Soon after his departure from PopCap, Kapalka founded Blue Wizard Digital, a video game development studio and publisher specializing in campy horror games and shooters, including Slayaway Camp and an officially licensed Friday the 13th puzzle game that has been released for the Nintendo Switch. "I wanted to try working on some games that were out of PopCap’s normal range... stuff that was too violent or weird or hardcore for PopCap," Kapalka has said of his choice of genre.

=== Storm Crow Alliance ===

In 2011, Kapalka opened Storm Crow Tavern in Vancouver, envisioning it as a "sports bar for geeks"; Storm Crow Alehouse followed in 2015. In 2018, the Storm Crow brand expanded to Toronto with Storm Crow Manor, housed in a grand heritage manor dating to 1877, which the Toronto Star calls "basically like a Planet Hollywood or Hard Rock Café, but it celebrates genre entertainment of all kinds". Due to the Covid-19 pandemic, Storm Crow Tavern closed in 2020 and Storm Crow Alehouse followed in 2022. However, Storm Crow Manor continues to thrive.

In 2022, Kapalka opened Offworld Bar, a "space bar" with innovative multisensory cocktails and enormous projection screens, in Toronto under the Storm Crow Alliance umbrella. It was named one of BlogTO's "Best New Bars in Toronto" for 2022.

In April 2025, Kapalka and his wife, Jessica Langer Kapalka, transformed Offworld into Grizzly Bar, a Canadiana-themed bar and restaurant. The decision was made in response to the United States government’s trade war with Canada. Grizzly Bar has been called “the most Canadian bar in town” by the Toronto Star, and kicked off its operations with a surprise performance by Canadian retired astronaut Col. Chris Hadfield, who covered “Bobcaygeon” by the Tragically Hip at the opening party. Grizzly Bar also accepts paper Canadian Tire money on par with the Canadian dollar.

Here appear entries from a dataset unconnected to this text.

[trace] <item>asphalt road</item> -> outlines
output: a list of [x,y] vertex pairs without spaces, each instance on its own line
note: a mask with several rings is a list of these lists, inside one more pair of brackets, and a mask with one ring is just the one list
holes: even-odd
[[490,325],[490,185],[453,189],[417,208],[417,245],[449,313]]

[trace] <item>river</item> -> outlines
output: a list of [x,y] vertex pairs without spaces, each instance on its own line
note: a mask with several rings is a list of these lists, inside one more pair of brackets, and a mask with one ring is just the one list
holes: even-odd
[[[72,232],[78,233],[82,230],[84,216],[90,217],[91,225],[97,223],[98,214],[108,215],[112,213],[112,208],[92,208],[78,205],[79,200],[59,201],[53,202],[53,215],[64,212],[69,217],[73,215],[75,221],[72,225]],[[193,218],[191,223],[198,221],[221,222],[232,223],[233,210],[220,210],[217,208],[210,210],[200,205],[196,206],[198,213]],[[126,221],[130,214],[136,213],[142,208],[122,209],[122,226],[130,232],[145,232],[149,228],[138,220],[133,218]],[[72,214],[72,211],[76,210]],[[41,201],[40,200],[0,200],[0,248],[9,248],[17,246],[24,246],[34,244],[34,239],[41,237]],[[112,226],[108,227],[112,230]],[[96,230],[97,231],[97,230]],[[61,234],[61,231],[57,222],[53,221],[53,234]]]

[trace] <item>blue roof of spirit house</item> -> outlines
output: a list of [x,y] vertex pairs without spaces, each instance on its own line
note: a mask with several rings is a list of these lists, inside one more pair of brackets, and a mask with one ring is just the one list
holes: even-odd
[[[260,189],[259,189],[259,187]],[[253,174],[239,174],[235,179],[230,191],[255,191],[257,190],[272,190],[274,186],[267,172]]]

Kapalka plans to continue to expand the Storm Crow brand.

=== The Mysterious Package Company ===

Kapalka became involved with the Mysterious Package Company in 2013, after spotting a strange crate on the shelf at the home of a friend, Mass Effect and The Long Dark voice actor Mark Meer, and tracking down the manufacturer. He became an investor and advisor to the Mysterious Package Company in 2015.